Save a life est une application pour Smartphone développée par le Tessin il y a cinq ans. Elle vise à alerter les premiers répondants qui se trouvent à proximité d’une personne qui fait un malaise cardiaque. Les premières minutes comptent, comme l’explique Sébastien Martin-Achard, cet ancien ambulancier qui a lancé « Save a life » à Genève.
Une formation de premiers secours
Le minimum requis pour être répondant: une formation de premiers secours de 4 heures et une séance d’information donnée par l’association Save a life. En cas de malaise, personne ne devrait hésiter. Le 144 peut guider l’intervenant.

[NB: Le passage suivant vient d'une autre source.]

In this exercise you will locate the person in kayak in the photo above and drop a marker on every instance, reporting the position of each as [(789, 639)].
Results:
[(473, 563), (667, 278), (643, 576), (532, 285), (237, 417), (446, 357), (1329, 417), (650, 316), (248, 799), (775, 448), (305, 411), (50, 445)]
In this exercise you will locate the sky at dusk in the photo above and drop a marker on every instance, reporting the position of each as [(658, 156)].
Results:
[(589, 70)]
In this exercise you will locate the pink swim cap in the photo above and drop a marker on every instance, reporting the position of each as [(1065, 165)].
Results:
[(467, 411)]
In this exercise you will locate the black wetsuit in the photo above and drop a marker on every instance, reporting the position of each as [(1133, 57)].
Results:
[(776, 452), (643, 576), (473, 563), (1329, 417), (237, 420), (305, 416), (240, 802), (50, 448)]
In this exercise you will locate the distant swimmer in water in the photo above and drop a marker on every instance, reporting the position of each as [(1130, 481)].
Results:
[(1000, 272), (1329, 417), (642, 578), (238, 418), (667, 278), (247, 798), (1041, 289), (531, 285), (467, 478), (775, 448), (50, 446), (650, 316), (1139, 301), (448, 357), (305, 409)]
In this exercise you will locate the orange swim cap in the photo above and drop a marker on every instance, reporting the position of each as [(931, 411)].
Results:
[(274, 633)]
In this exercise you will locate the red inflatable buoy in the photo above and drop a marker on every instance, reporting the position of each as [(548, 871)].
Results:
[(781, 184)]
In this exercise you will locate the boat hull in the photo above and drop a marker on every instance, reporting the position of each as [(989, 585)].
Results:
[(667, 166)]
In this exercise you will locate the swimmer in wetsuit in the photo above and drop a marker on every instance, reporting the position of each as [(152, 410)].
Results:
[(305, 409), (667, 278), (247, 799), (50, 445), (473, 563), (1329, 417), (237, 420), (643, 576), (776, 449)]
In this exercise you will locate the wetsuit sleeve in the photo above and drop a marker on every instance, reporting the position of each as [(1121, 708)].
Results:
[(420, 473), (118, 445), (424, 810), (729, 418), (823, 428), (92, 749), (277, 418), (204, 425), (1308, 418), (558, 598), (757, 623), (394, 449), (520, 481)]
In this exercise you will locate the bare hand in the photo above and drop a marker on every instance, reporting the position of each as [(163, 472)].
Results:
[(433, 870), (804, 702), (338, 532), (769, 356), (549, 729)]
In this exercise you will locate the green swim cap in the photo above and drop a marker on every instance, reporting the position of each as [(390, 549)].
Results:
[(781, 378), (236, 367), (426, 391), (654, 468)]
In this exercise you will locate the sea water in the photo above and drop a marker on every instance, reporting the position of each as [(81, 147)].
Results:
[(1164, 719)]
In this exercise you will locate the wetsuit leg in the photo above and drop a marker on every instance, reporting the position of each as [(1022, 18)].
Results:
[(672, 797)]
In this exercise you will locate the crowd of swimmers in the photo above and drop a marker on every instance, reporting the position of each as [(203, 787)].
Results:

Les sapeurs-pompiers professionnels de la Ville de Genève ont tout de suite répondu «présents». Capitaine Alexandre Genolet, responsable de la compagnie ambulance SIS.
En tout 200 pompiers ont téléchargé l’application et tous leurs camions sont équipés de défibrillateurs. De nombreux policiers l’ont aussi téléchargée. Ils sont en tout 1000 intervenants dans le canton de Genève.
Participation des communes et des entreprises
L’idée - à termes - est de faire participer toutes les communes genevoises. Ainsi que les entreprises privées, comme par exemple la Fondation des parkings. Le directeur de Save a life Sébastien Martin-Achard
L’équipe de l’association Save a life compte cinq membres et deux psychologues qui assurent un débriefing auprès des premiers intervenants si nécessaire.